Averil Dongworth, chief executive of Barking, Havering and Redbridge University Hospitals NHS Trust (BHRUT), was speaking at a public meeting on the future of services at King George.

Tensions ran high as more than 50 residents opposed to the planned closure of A&E grilled a panel including NHS managers and a doctor at Redbridge College, Little Heath, on Friday.

Mrs Dongworth said she understood concerns over the quality of care at the troubled Queen’s Hospital A&E in Romford.

She added: “Queen’s isn’t ready for [the transfer] at the moment and that’s why our plans talk about 2015.

“The A&E is too small – it couldn’t possibly cope with King George Hospital’s patients as well.”

She said services are currently “stretched too thinly” between the two hospitals and doctors are shunning the debt-ridden trust.

If everything runs on time, King George Hospital’s A&E will close in winter 2015, but there will still be an urgent care centre on the site in Barley Lane, Goodmayes.

Ilford North MP Lee Scott told he meeting he believed lives would be lost if the closure goes ahead.

Fellow panellist Mike Gapes, MP for Ilford South, slammed the 2011 consultation on hospital service changes.

He said: “There seems to be an agenda in the NHS going back seven years at least to run down the services at King George […]

“In my opinion it was a rigged consultation process.
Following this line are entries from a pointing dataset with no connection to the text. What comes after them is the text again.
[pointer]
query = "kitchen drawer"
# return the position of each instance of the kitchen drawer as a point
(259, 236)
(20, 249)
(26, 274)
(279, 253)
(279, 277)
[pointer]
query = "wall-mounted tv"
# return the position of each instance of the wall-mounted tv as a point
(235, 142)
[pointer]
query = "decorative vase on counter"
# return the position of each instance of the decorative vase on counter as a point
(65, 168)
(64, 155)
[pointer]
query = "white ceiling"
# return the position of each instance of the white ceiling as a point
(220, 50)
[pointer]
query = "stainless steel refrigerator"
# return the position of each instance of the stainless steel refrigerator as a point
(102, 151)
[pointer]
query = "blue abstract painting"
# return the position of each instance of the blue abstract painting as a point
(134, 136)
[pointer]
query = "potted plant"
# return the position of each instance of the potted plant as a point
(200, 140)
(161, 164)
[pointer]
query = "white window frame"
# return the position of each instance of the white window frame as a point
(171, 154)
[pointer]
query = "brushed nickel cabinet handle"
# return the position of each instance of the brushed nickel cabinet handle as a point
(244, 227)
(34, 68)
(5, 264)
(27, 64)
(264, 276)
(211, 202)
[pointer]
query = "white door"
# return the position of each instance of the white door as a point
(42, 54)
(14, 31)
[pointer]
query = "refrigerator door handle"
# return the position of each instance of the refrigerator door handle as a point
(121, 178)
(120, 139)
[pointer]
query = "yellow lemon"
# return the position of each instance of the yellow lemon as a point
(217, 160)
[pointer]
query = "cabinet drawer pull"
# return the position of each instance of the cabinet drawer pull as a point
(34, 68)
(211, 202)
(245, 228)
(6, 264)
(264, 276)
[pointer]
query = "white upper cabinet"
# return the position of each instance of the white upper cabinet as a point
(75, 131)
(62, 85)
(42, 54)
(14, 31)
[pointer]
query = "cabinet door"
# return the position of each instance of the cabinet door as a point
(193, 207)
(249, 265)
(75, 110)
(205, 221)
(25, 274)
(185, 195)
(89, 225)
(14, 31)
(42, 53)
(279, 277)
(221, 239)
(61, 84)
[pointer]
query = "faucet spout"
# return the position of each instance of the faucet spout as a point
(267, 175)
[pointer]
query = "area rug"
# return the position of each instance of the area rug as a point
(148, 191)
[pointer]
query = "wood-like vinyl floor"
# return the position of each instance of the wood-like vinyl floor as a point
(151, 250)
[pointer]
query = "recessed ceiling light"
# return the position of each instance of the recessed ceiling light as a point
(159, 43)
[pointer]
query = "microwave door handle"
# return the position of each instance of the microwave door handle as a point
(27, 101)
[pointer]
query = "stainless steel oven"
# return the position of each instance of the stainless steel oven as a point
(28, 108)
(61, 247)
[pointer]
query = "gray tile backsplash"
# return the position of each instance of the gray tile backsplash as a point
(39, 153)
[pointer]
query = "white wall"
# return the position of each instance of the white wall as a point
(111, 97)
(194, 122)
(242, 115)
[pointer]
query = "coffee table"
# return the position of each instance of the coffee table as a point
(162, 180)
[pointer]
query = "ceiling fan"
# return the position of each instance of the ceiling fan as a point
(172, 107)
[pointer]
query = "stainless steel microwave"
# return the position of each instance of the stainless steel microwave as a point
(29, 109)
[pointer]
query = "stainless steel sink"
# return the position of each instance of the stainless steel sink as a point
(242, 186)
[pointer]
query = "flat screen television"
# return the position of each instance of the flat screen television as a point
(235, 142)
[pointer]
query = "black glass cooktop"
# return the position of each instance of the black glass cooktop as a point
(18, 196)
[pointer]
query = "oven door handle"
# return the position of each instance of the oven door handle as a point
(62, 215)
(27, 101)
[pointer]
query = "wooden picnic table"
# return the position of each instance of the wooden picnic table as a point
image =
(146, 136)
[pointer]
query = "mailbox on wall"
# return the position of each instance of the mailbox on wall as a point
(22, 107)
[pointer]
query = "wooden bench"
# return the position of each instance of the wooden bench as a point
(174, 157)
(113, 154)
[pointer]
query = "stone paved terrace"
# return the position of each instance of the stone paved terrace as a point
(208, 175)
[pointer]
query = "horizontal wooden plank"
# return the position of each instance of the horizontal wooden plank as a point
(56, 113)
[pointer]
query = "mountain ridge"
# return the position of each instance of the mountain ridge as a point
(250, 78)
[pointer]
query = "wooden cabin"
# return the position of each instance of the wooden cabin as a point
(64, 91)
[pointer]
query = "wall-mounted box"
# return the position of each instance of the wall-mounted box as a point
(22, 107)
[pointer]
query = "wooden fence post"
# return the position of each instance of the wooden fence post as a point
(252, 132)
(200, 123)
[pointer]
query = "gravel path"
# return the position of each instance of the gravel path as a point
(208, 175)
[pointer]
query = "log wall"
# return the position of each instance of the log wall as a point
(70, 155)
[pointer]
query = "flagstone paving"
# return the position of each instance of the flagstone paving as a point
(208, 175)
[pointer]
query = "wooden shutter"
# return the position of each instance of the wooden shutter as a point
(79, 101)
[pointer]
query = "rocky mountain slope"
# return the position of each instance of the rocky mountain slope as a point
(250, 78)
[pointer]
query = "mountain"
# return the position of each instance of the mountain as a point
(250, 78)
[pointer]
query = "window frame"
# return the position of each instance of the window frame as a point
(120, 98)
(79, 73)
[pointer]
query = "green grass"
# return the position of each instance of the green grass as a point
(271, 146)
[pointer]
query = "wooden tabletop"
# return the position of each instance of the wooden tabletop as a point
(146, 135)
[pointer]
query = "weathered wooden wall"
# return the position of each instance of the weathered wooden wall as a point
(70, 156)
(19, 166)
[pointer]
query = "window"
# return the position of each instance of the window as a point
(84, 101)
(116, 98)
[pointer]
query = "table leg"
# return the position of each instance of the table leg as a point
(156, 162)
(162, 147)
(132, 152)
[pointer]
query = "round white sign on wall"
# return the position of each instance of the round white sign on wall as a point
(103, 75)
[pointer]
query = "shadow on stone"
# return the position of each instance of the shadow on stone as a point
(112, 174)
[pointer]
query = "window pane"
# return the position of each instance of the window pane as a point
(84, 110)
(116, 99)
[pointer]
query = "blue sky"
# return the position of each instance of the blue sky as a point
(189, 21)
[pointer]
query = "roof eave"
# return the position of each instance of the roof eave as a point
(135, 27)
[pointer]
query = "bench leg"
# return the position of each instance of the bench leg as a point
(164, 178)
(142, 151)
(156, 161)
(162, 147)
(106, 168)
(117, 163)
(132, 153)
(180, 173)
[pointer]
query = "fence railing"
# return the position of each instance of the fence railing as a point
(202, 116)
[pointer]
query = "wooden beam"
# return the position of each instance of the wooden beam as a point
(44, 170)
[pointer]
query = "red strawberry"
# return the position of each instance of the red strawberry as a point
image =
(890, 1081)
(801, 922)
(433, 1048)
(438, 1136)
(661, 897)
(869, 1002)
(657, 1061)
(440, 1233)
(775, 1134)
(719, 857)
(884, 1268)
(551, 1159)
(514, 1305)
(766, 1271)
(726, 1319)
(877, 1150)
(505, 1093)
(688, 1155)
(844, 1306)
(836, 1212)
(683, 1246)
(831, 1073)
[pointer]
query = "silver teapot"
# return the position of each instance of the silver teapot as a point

It wasn’t done by people here but it had an agenda and it came out with the result they wanted.”

But Dr Heath Springer, clinical director at Redbridge Clinical Commissioning Group (CCG), and Conor Burke, chief officer for CCGs in Barking and Dagenham, Havering and Redbridge, argued changes were clinically led and in the best interests of patients.

Mr Burke said he wanted to involve residents more in changes and keep them better informed in the future.

Many people at the meeting spoke of their own experiences at King George Hospital.

Morris Hickey dubbed Queen’s A&E “an extension of Romford Market” but praised the work of doctors and nurses at King George who cared for his mother.

She died aged 102, hours after being taken into A&E last month but Mr Hickey said the hospital provided an “outstanding service”.

He added: “The treatment she was given and the attitude of staff was beyond compare and this is what we want here.”

The Save King George Hospital campaign group, who organised the meeting, vowed to continue the fight against the closure of A&E.

Cllr Andy Walker said: “Residents can rest assured that we do all we can to keep open KGH A&E and we have written to Averil Dongworth to ask her to withdraw the 2015 closure date.”